What danger does that put us in as a country? Do we have the data protection legislation in place to avoid the potential abuse of these enrolment structures? What message does its end a foreign investor to say, ‘we cannot implement a programme like this on our own and we are willing to force investors to do it for us, with no compensation and an unclear legal framework’?
This is manifested by the fact that we have such a plethora of identity databases. Last time I counted, I included the passport database, BVN, NIN, the voter’s database, the driver’s license database and the Sim registration process. While I appreciate that each of these is made easier if we have the one central system, could we not have made the process simpler, more integrated and easier? Is the way we have done it optimal?
Why have we not looked to other countries, who have experienced similar challenges, and yet managed to find solutions without this level of disruption, like Pakistan?
- The confusion of the compliant
My own personal experience of this demonstrates that it is not just the non-compliant, or the poor, who are left in an identity limbo. I have lived through quite a few attempts to build a national identity. I enrolled early on in one of the first, which I think was managed by CHAMS. I have a national identity card. But then a new structure emerged, and another call for enrolment began.
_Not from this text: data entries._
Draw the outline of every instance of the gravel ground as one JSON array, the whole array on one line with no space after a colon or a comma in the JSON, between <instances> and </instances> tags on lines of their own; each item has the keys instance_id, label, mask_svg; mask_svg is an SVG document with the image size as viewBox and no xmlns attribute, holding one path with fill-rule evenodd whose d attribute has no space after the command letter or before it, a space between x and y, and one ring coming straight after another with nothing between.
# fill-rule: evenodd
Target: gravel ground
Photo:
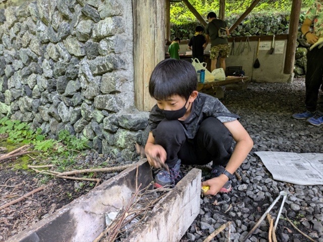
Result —
<instances>
[{"instance_id":1,"label":"gravel ground","mask_svg":"<svg viewBox=\"0 0 323 242\"><path fill-rule=\"evenodd\" d=\"M292 83L287 84L252 83L249 84L246 90L226 91L223 102L232 112L240 115L240 122L250 134L254 145L250 154L237 170L242 179L239 180L235 176L232 180L233 190L230 193L201 197L200 214L182 238L182 242L202 241L227 221L232 221L230 241L242 241L281 191L286 191L288 195L276 229L277 240L311 241L283 218L286 217L286 212L301 231L314 241L323 242L323 186L298 186L275 180L254 153L259 151L323 153L322 127L312 126L305 120L291 117L294 112L303 111L304 93L304 79L295 79ZM86 156L80 158L78 163L90 166L98 165L107 158L106 156L89 152ZM124 162L118 158L111 160L110 163L118 165L129 163L130 161ZM192 167L182 168L185 172ZM208 166L197 168L202 169L202 176L207 178L209 175ZM11 173L12 175L10 176ZM107 179L116 174L100 175L103 179ZM35 180L35 174L33 172L14 172L11 170L2 168L0 175L4 178L3 183L6 181L6 186L0 187L2 194L7 193L11 196L18 196L19 193L17 193L17 195L16 193L20 191L16 189L18 185L16 183L21 183L19 180L20 174L23 175L21 177L24 180L29 180L31 186L39 183L39 180ZM41 175L37 176L37 179L41 178ZM34 183L34 185L32 182ZM43 190L39 193L37 195L39 197L34 197L33 200L25 200L3 210L0 213L2 229L0 231L2 231L0 232L2 238L0 240L6 240L17 231L53 212L48 198L57 196L57 194L62 195L55 202L55 208L57 210L70 201L67 199L66 194L71 195L73 192L73 198L81 195L74 192L77 183L71 180L66 183L59 186L56 185L60 188L58 191ZM14 189L16 190L13 191ZM24 190L21 189L20 193L22 195L27 192ZM48 194L49 192L52 194ZM42 196L43 199L41 198ZM42 199L47 202L43 203ZM281 202L281 199L272 210L271 215L275 219ZM3 202L4 201L1 203ZM28 213L28 207L38 212L31 216L32 213ZM28 214L28 219L18 212L20 210L24 216ZM27 223L17 222L26 220L29 221ZM219 234L211 241L227 241L226 237L228 236L228 230L227 228L224 233ZM264 221L247 241L267 241L268 231L268 223Z\"/></svg>"},{"instance_id":2,"label":"gravel ground","mask_svg":"<svg viewBox=\"0 0 323 242\"><path fill-rule=\"evenodd\" d=\"M304 110L304 93L303 79L287 84L250 83L246 90L226 91L222 102L231 112L240 115L240 122L254 145L237 170L242 180L236 177L232 180L233 190L229 194L201 199L200 214L183 241L202 241L227 221L232 221L230 241L242 241L282 191L288 195L276 230L278 241L311 241L283 218L286 218L286 212L301 231L314 241L323 241L323 186L274 180L254 153L260 151L323 153L323 127L291 117L293 113ZM207 175L207 172L203 171L202 176ZM281 198L270 213L275 219L282 201ZM211 241L227 241L228 230ZM268 231L265 219L246 241L267 241Z\"/></svg>"}]
</instances>

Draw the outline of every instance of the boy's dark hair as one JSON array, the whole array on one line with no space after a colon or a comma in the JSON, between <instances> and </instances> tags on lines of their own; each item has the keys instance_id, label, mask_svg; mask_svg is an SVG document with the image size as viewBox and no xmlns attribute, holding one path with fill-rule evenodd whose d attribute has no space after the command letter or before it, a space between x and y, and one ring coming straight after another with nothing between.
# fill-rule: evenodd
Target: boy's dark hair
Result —
<instances>
[{"instance_id":1,"label":"boy's dark hair","mask_svg":"<svg viewBox=\"0 0 323 242\"><path fill-rule=\"evenodd\" d=\"M210 12L207 14L207 17L206 17L206 19L208 18L211 19L212 18L217 18L217 14L216 14L214 12Z\"/></svg>"},{"instance_id":2,"label":"boy's dark hair","mask_svg":"<svg viewBox=\"0 0 323 242\"><path fill-rule=\"evenodd\" d=\"M201 32L204 30L204 28L200 25L197 25L195 28L195 32Z\"/></svg>"},{"instance_id":3,"label":"boy's dark hair","mask_svg":"<svg viewBox=\"0 0 323 242\"><path fill-rule=\"evenodd\" d=\"M196 72L191 63L168 58L157 64L152 71L149 90L150 96L156 100L166 100L174 95L187 100L197 86Z\"/></svg>"},{"instance_id":4,"label":"boy's dark hair","mask_svg":"<svg viewBox=\"0 0 323 242\"><path fill-rule=\"evenodd\" d=\"M180 39L178 37L175 38L175 39L174 39L174 41L180 41L180 43L181 42L181 39Z\"/></svg>"}]
</instances>

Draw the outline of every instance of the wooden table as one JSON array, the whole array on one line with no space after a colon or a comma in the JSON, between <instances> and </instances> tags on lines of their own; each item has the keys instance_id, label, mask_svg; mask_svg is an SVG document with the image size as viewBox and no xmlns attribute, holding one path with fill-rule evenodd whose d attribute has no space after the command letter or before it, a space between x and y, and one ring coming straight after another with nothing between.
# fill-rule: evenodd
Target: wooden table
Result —
<instances>
[{"instance_id":1,"label":"wooden table","mask_svg":"<svg viewBox=\"0 0 323 242\"><path fill-rule=\"evenodd\" d=\"M214 81L204 83L197 83L197 91L209 94L220 99L224 97L224 88L226 85L235 83L243 83L249 79L248 77L228 76L224 81Z\"/></svg>"}]
</instances>

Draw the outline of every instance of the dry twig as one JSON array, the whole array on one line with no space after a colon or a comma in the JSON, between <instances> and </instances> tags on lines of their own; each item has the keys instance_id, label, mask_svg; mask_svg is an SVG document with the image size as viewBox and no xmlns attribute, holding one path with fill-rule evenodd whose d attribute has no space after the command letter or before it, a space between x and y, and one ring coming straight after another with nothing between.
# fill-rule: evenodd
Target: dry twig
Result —
<instances>
[{"instance_id":1,"label":"dry twig","mask_svg":"<svg viewBox=\"0 0 323 242\"><path fill-rule=\"evenodd\" d=\"M228 209L226 210L224 213L227 213L232 208L232 204L231 204L229 205L229 208L228 208Z\"/></svg>"},{"instance_id":2,"label":"dry twig","mask_svg":"<svg viewBox=\"0 0 323 242\"><path fill-rule=\"evenodd\" d=\"M120 166L114 166L112 167L106 168L98 168L95 169L84 169L83 170L72 170L71 171L66 171L61 173L60 175L75 175L76 174L81 174L82 173L89 172L104 172L108 171L118 171L127 169L128 167L133 165L132 164L129 165L121 165Z\"/></svg>"},{"instance_id":3,"label":"dry twig","mask_svg":"<svg viewBox=\"0 0 323 242\"><path fill-rule=\"evenodd\" d=\"M212 239L213 239L213 238L214 238L216 236L217 236L218 233L219 233L220 232L223 230L227 227L231 225L231 221L229 222L227 222L226 223L222 224L219 228L218 228L217 229L214 230L212 232L212 233L211 233L209 235L206 237L206 238L205 238L204 240L203 240L203 242L209 242Z\"/></svg>"},{"instance_id":4,"label":"dry twig","mask_svg":"<svg viewBox=\"0 0 323 242\"><path fill-rule=\"evenodd\" d=\"M89 182L96 182L96 185L95 187L97 186L97 184L101 182L101 179L97 179L95 178L86 178L86 177L74 177L73 176L67 176L64 175L61 175L62 173L56 172L55 171L49 171L45 170L39 170L34 168L31 168L32 170L36 171L37 173L40 173L42 174L46 174L47 175L50 175L57 176L60 178L63 178L63 179L69 179L70 180L87 180Z\"/></svg>"},{"instance_id":5,"label":"dry twig","mask_svg":"<svg viewBox=\"0 0 323 242\"><path fill-rule=\"evenodd\" d=\"M273 221L273 218L269 213L267 213L267 219L269 223L269 230L268 231L268 241L272 242L272 237L273 237L273 227L274 226L274 222Z\"/></svg>"},{"instance_id":6,"label":"dry twig","mask_svg":"<svg viewBox=\"0 0 323 242\"><path fill-rule=\"evenodd\" d=\"M306 238L307 238L308 239L309 239L311 241L312 241L313 242L315 242L315 240L314 239L313 239L312 238L311 238L309 236L308 236L307 234L305 234L305 233L304 233L303 232L302 232L301 230L300 230L298 228L297 228L297 227L296 227L293 223L293 222L292 222L289 218L288 218L288 217L287 217L287 211L286 212L285 212L285 215L286 216L286 220L289 222L289 223L292 225L292 226L293 226L293 227L294 227L294 228L297 230L298 232L299 232L302 235L304 235L304 236L305 236Z\"/></svg>"},{"instance_id":7,"label":"dry twig","mask_svg":"<svg viewBox=\"0 0 323 242\"><path fill-rule=\"evenodd\" d=\"M236 175L237 179L238 179L238 180L241 180L241 179L242 179L241 176L237 172L237 171L234 172L234 174Z\"/></svg>"},{"instance_id":8,"label":"dry twig","mask_svg":"<svg viewBox=\"0 0 323 242\"><path fill-rule=\"evenodd\" d=\"M28 165L27 166L28 168L45 168L45 167L52 167L54 165Z\"/></svg>"},{"instance_id":9,"label":"dry twig","mask_svg":"<svg viewBox=\"0 0 323 242\"><path fill-rule=\"evenodd\" d=\"M2 209L3 209L4 208L7 208L7 207L9 207L10 205L12 205L13 204L15 204L15 203L18 203L18 202L20 202L21 201L23 200L24 199L25 199L27 197L28 197L30 195L32 195L34 193L37 193L37 192L39 192L39 191L42 190L43 189L44 189L45 187L40 187L36 189L35 189L33 191L32 191L31 192L30 192L30 193L27 193L27 194L26 194L25 195L23 196L22 197L18 198L14 201L12 201L11 202L6 203L6 204L2 206L1 207L0 207L0 210L1 210Z\"/></svg>"}]
</instances>

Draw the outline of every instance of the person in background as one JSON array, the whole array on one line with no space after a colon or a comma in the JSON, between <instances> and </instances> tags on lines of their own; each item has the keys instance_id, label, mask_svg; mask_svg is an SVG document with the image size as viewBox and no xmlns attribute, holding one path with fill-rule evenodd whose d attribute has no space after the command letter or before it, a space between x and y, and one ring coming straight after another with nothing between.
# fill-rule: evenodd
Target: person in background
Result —
<instances>
[{"instance_id":1,"label":"person in background","mask_svg":"<svg viewBox=\"0 0 323 242\"><path fill-rule=\"evenodd\" d=\"M239 116L218 98L199 93L196 80L189 62L168 58L156 66L149 91L157 104L149 113L145 153L151 166L163 167L155 176L157 188L173 187L182 177L181 164L201 165L212 161L212 178L202 183L209 186L204 194L229 193L230 179L253 142Z\"/></svg>"},{"instance_id":2,"label":"person in background","mask_svg":"<svg viewBox=\"0 0 323 242\"><path fill-rule=\"evenodd\" d=\"M323 1L316 1L307 11L301 28L302 33L307 42L317 46L312 49L310 48L306 55L307 62L305 79L306 110L292 115L294 118L306 119L307 122L316 126L323 124L323 93L321 92L318 97L320 86L323 91L323 48L321 48L323 43L319 44L319 43L322 40L320 37L323 37L322 10ZM312 24L313 24L313 31L311 31ZM319 106L317 109L318 99Z\"/></svg>"},{"instance_id":3,"label":"person in background","mask_svg":"<svg viewBox=\"0 0 323 242\"><path fill-rule=\"evenodd\" d=\"M219 29L223 28L226 29L227 37L230 33L226 22L220 19L217 19L217 14L211 12L207 14L207 21L208 24L205 27L204 33L206 42L204 44L205 48L208 41L211 39L211 49L210 50L210 58L211 59L211 72L217 69L217 60L220 56L220 67L226 71L226 58L228 56L230 52L230 45L227 38L221 38L219 36Z\"/></svg>"},{"instance_id":4,"label":"person in background","mask_svg":"<svg viewBox=\"0 0 323 242\"><path fill-rule=\"evenodd\" d=\"M171 58L180 59L179 52L180 51L179 44L180 42L181 39L178 37L177 37L169 46L168 53L170 54Z\"/></svg>"},{"instance_id":5,"label":"person in background","mask_svg":"<svg viewBox=\"0 0 323 242\"><path fill-rule=\"evenodd\" d=\"M188 42L188 48L192 50L192 56L193 58L197 58L200 62L203 62L204 44L206 40L203 35L204 28L198 25L195 28L195 34Z\"/></svg>"}]
</instances>

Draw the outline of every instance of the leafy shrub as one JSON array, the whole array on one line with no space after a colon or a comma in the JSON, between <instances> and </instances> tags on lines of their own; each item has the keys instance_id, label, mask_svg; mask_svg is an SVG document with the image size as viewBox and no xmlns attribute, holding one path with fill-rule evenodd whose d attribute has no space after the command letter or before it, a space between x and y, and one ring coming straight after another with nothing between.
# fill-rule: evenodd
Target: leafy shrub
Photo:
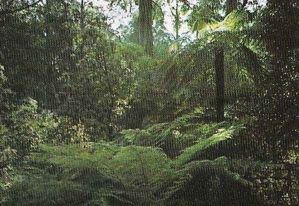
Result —
<instances>
[{"instance_id":1,"label":"leafy shrub","mask_svg":"<svg viewBox=\"0 0 299 206\"><path fill-rule=\"evenodd\" d=\"M53 114L40 110L31 98L11 112L11 124L7 126L7 144L20 157L37 149L47 138L48 131L55 126Z\"/></svg>"},{"instance_id":2,"label":"leafy shrub","mask_svg":"<svg viewBox=\"0 0 299 206\"><path fill-rule=\"evenodd\" d=\"M68 118L58 118L56 127L49 131L48 142L54 144L81 144L88 142L89 136L81 122L74 124Z\"/></svg>"}]
</instances>

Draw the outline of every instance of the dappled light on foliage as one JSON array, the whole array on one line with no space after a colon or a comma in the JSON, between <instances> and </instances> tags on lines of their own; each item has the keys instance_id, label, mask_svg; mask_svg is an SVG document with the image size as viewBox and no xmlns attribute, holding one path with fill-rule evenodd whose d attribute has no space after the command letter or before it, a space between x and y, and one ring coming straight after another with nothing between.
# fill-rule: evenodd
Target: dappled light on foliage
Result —
<instances>
[{"instance_id":1,"label":"dappled light on foliage","mask_svg":"<svg viewBox=\"0 0 299 206\"><path fill-rule=\"evenodd\" d=\"M297 1L0 0L0 205L297 205Z\"/></svg>"}]
</instances>

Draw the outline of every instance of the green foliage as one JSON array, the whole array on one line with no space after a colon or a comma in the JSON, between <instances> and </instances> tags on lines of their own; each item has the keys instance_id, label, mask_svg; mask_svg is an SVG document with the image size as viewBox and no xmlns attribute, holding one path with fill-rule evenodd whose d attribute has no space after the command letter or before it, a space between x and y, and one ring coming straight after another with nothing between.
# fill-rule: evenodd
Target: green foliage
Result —
<instances>
[{"instance_id":1,"label":"green foliage","mask_svg":"<svg viewBox=\"0 0 299 206\"><path fill-rule=\"evenodd\" d=\"M69 118L58 118L55 127L49 131L46 141L54 144L80 144L89 140L84 125L81 122L74 124Z\"/></svg>"},{"instance_id":2,"label":"green foliage","mask_svg":"<svg viewBox=\"0 0 299 206\"><path fill-rule=\"evenodd\" d=\"M55 126L53 114L39 110L35 100L28 98L11 114L6 144L24 157L44 141L48 130Z\"/></svg>"},{"instance_id":3,"label":"green foliage","mask_svg":"<svg viewBox=\"0 0 299 206\"><path fill-rule=\"evenodd\" d=\"M175 159L175 164L179 167L190 162L199 152L218 144L221 141L233 138L240 128L241 127L238 126L231 126L227 129L220 129L217 133L210 137L199 139L196 144L184 150L183 153Z\"/></svg>"},{"instance_id":4,"label":"green foliage","mask_svg":"<svg viewBox=\"0 0 299 206\"><path fill-rule=\"evenodd\" d=\"M185 151L184 155L188 156L187 154L192 153L192 151L195 152L204 149L204 146L207 148L228 139L240 127L227 128L229 123L225 122L203 124L200 121L204 115L200 108L197 108L169 123L153 125L143 130L125 130L122 132L123 138L120 141L128 144L159 147L171 158L188 148L189 152Z\"/></svg>"}]
</instances>

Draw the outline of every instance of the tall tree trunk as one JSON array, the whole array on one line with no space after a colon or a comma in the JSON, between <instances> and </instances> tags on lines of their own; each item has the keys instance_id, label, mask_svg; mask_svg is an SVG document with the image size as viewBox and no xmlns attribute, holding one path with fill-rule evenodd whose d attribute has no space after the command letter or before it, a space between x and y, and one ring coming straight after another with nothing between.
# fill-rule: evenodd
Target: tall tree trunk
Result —
<instances>
[{"instance_id":1,"label":"tall tree trunk","mask_svg":"<svg viewBox=\"0 0 299 206\"><path fill-rule=\"evenodd\" d=\"M80 59L83 58L85 55L84 47L85 45L85 41L86 41L86 36L85 35L85 25L84 23L84 19L85 18L85 14L84 13L85 9L85 8L84 5L84 0L81 0L80 12L80 27L81 29L81 36L82 38L82 42L80 48L79 57Z\"/></svg>"},{"instance_id":2,"label":"tall tree trunk","mask_svg":"<svg viewBox=\"0 0 299 206\"><path fill-rule=\"evenodd\" d=\"M223 49L215 51L216 121L224 120L224 55Z\"/></svg>"},{"instance_id":3,"label":"tall tree trunk","mask_svg":"<svg viewBox=\"0 0 299 206\"><path fill-rule=\"evenodd\" d=\"M146 53L150 56L153 54L151 3L152 0L139 1L139 42L145 47Z\"/></svg>"},{"instance_id":4,"label":"tall tree trunk","mask_svg":"<svg viewBox=\"0 0 299 206\"><path fill-rule=\"evenodd\" d=\"M178 30L179 30L179 12L178 11L178 0L176 0L175 4L175 15L174 16L175 22L174 27L175 28L175 39L178 39L179 35Z\"/></svg>"}]
</instances>

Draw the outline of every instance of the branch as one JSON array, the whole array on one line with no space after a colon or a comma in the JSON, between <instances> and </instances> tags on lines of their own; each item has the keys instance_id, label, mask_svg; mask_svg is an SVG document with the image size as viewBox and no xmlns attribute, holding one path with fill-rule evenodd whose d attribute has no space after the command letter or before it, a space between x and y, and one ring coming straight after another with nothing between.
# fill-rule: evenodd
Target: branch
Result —
<instances>
[{"instance_id":1,"label":"branch","mask_svg":"<svg viewBox=\"0 0 299 206\"><path fill-rule=\"evenodd\" d=\"M15 8L14 9L9 10L9 9L7 9L6 10L4 10L3 11L0 12L0 16L9 13L15 13L18 11L20 11L22 10L26 9L31 7L35 6L36 5L37 5L38 3L41 2L42 1L42 0L38 0L37 1L34 2L34 3L28 4L22 7L20 7L20 8ZM11 1L10 2L11 2L11 1Z\"/></svg>"}]
</instances>

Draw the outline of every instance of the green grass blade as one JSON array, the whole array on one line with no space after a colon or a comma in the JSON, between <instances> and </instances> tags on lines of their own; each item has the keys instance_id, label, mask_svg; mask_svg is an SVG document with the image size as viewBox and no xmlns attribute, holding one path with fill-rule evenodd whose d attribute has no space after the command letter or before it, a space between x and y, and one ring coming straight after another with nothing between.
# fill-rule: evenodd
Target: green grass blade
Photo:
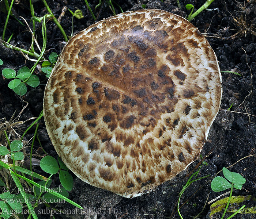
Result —
<instances>
[{"instance_id":1,"label":"green grass blade","mask_svg":"<svg viewBox=\"0 0 256 219\"><path fill-rule=\"evenodd\" d=\"M60 195L60 194L59 194L57 192L54 192L53 190L52 189L50 189L48 188L47 188L45 186L42 186L41 185L38 184L38 183L37 183L36 182L35 182L33 181L32 181L32 180L30 180L28 179L27 178L26 178L25 177L24 177L23 176L20 176L20 175L19 175L19 174L16 174L15 173L14 173L16 175L18 176L19 177L27 181L27 182L30 182L31 183L31 184L33 184L34 185L35 185L37 187L42 188L42 189L44 189L46 192L48 192L49 193L50 193L51 194L52 194L53 195L55 195L56 196L58 197L58 198L60 198L61 199L63 199L64 200L65 200L65 201L67 201L67 202L68 202L69 203L70 203L71 204L72 204L74 206L77 207L78 208L79 208L81 209L83 209L83 208L80 206L80 205L79 205L78 204L76 204L75 202L74 202L73 201L71 201L70 200L70 199L68 199L67 198L66 198L65 196L63 196L63 195Z\"/></svg>"},{"instance_id":2,"label":"green grass blade","mask_svg":"<svg viewBox=\"0 0 256 219\"><path fill-rule=\"evenodd\" d=\"M27 197L27 194L24 191L24 189L23 189L23 187L21 185L20 182L19 180L19 179L17 177L16 174L11 170L10 170L10 173L11 173L11 175L12 176L12 177L13 180L14 181L14 182L15 182L15 184L17 185L17 187L19 189L19 191L20 192L20 193L23 197L23 198L24 199L24 200L29 200L29 199ZM34 219L38 219L38 218L37 217L37 215L35 214L35 213L34 213L34 211L33 211L33 207L32 207L31 204L29 203L26 203L26 204L27 204L27 207L28 208L30 212L31 212L31 214L32 216L33 216L33 218Z\"/></svg>"}]
</instances>

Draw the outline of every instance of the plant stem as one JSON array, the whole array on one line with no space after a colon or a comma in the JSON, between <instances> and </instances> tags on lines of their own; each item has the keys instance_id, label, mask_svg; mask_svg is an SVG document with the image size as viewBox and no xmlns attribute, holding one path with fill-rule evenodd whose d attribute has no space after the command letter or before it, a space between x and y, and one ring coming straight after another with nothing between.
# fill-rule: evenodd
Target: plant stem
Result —
<instances>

What I don’t know is whether my first registration means I am in that database!? Should I now, as an 80year old man, go and queue with thousands of others, and expose myself to covid, in order to find out? How is it even possible that someone who complied as early as me does not know their status?
I have a BVN, a Sim registration, a passport, a voters card, a driver’s license and the first ever version of an identity card, but I suspect that I too, will be deemed to be non-compliant. We are all in this together. Let’s hope government realizes you cannot build the solution by hurting and disenfranchising the people it is designed to help. We must all work with them, in order to solve this problem once and for all, because if we do, it will be better for ALL of us.